Monitorix has a configuration file called monitorix.conf to adapt your server to it. Each configuration option is commented in the same file, although for a complete description you may read the monitorix.conf(5) man page included in the package.
NOTE: The configuration file is a Perl file where you set the value directly to the variables that Monitorix will use during its normal operation. So you must take special precaution to not break some Perl basic syntax.
Please, see the monitorix.conf(5) man page.
Requirements
This package requires some others packages to be installed that your Linux distribution may not have them:- rrdtool and rrdtool-perl - You can download it from lot of places:
- metamail - To be removed in near future, but needed right now only for monthly reports:
- You can search for it on http://www.rpmfind.net.
- Optionally you may need the
lm_sensorsandhddtemptools to enable the temperature graphs.
Installation on a RedHat/Fedora/CentOS Linux
Once downloaded the RPM file, you can install it using:
# rpm -ivh monitorix-n.n.n.noarch.rpm
(where n.n.n is the latest version)
Once succesfully installed, you may want to make some adaptations in the configuration file located in /etc/monitorix.conf. And finally you'll be able to start the Monitorix shell-script based daemon with:
# service monitorix start
At this point, Monitorix will start collecting system information, and you'll be able to see it from your favorite browser pointing it to:
http://localhost/monitorix
Don't forget to start the Apache web server!.

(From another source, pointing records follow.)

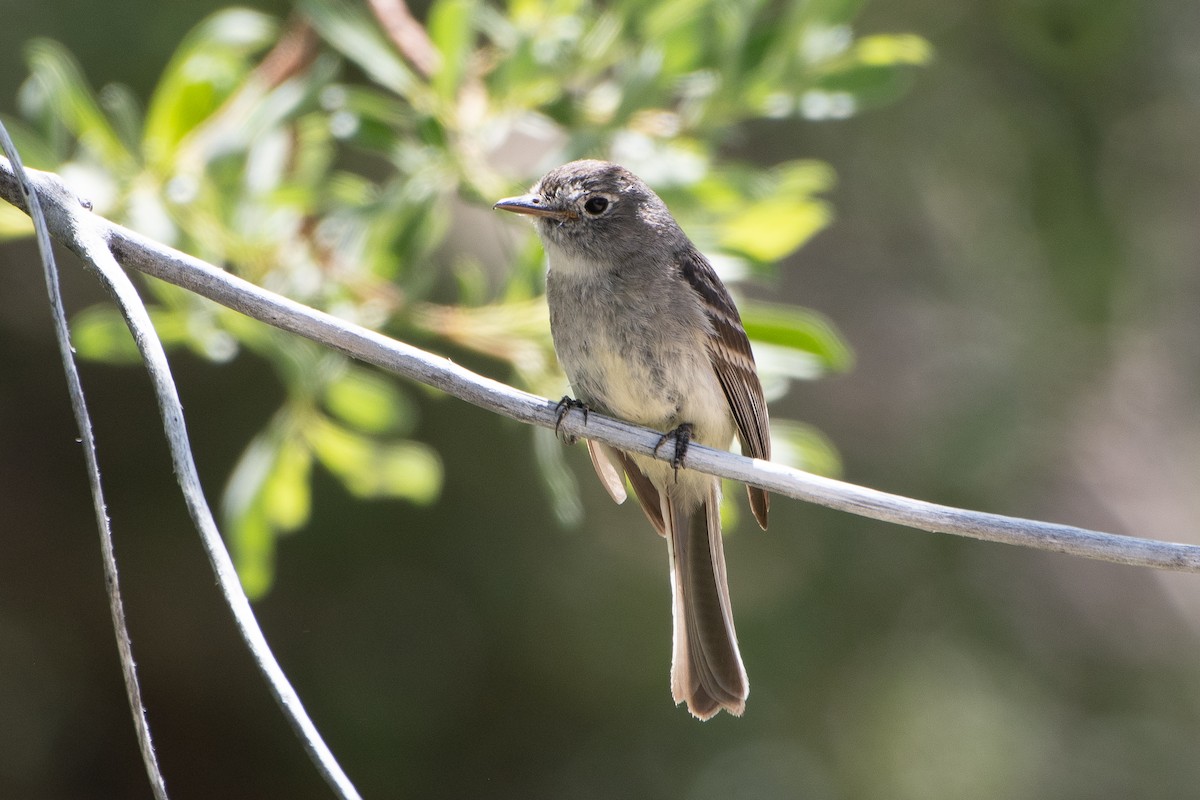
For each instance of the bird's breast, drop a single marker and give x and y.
(637, 349)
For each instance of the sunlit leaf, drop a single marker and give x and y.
(797, 329)
(286, 497)
(358, 37)
(75, 103)
(207, 67)
(803, 446)
(451, 29)
(369, 402)
(252, 543)
(411, 470)
(771, 229)
(888, 49)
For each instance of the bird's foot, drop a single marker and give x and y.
(565, 407)
(682, 438)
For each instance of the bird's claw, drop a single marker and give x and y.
(682, 438)
(565, 407)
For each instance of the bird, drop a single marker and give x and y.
(647, 332)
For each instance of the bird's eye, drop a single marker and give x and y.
(597, 205)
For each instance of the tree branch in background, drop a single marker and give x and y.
(137, 252)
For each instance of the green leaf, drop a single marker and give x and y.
(781, 214)
(797, 329)
(208, 66)
(13, 223)
(358, 37)
(409, 470)
(892, 49)
(451, 24)
(771, 229)
(286, 498)
(369, 402)
(75, 103)
(803, 446)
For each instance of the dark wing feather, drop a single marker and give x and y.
(733, 362)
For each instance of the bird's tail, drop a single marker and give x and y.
(706, 667)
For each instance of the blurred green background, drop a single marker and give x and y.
(1013, 259)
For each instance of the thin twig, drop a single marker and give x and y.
(85, 235)
(133, 250)
(88, 439)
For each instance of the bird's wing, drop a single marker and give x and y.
(729, 348)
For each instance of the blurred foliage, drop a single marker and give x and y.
(337, 166)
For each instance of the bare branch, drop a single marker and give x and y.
(85, 234)
(195, 275)
(87, 437)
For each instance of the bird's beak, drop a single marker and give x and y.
(533, 205)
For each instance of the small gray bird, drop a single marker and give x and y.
(647, 332)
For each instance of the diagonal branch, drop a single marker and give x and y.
(88, 439)
(153, 258)
(88, 235)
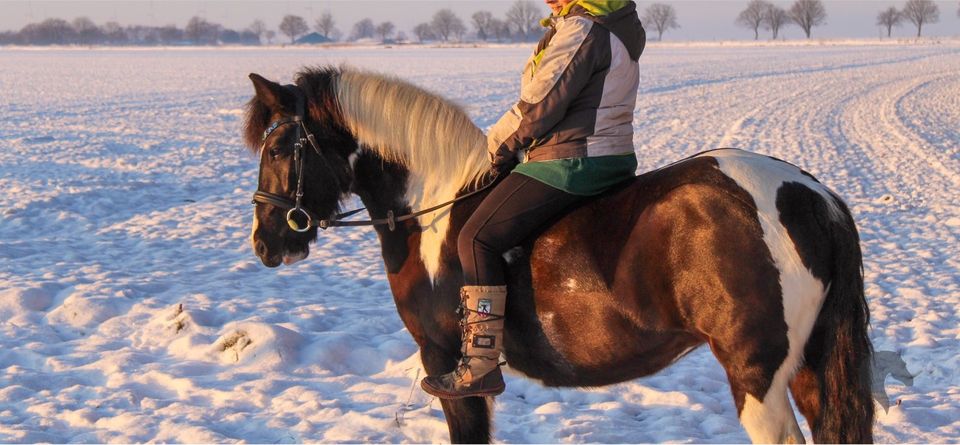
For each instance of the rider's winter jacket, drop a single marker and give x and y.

Installation on a generic UNIX/Linux system
Once downloaded the tar.gz file, you can install it using:
# cd monitorix-n.n.n
(where n.n.n is the latest version)
# ./install.sh
Once succesfully installed, you may want to make some adaptations in the configuration file located in /usr/local/etc/monitorix.conf. And finally you'll be able to start the Monitorix shell-script based daemon with:
# /usr/local/etc/rc.d/monitorix.sh start
At this point, Monitorix will start collecting system information, and you'll be able to see it from your favorite browser pointing it to:
http://localhost/monitorix
Don't forget to start the Apache web server!.
Notes after installation
If your system have SELinux enabled by default it is possible your Monitorix graphs won't be visible and you get lot of messages in dmesg and in/var/log/messages about access denied to the RRD database files. I don't know enough SELinux to adapt Monitorix to it, so in that case my only recommendation is to disable SELinux, adding the line SELINUX=disabled in /etc/selinux/config or with the kernel parameter selinux=0.
Check that the /var/log/httpd directory have enough read permissions for the user running the Apache server. In the newer Fedora Core versions this directory have the permissions restricted to only the root user.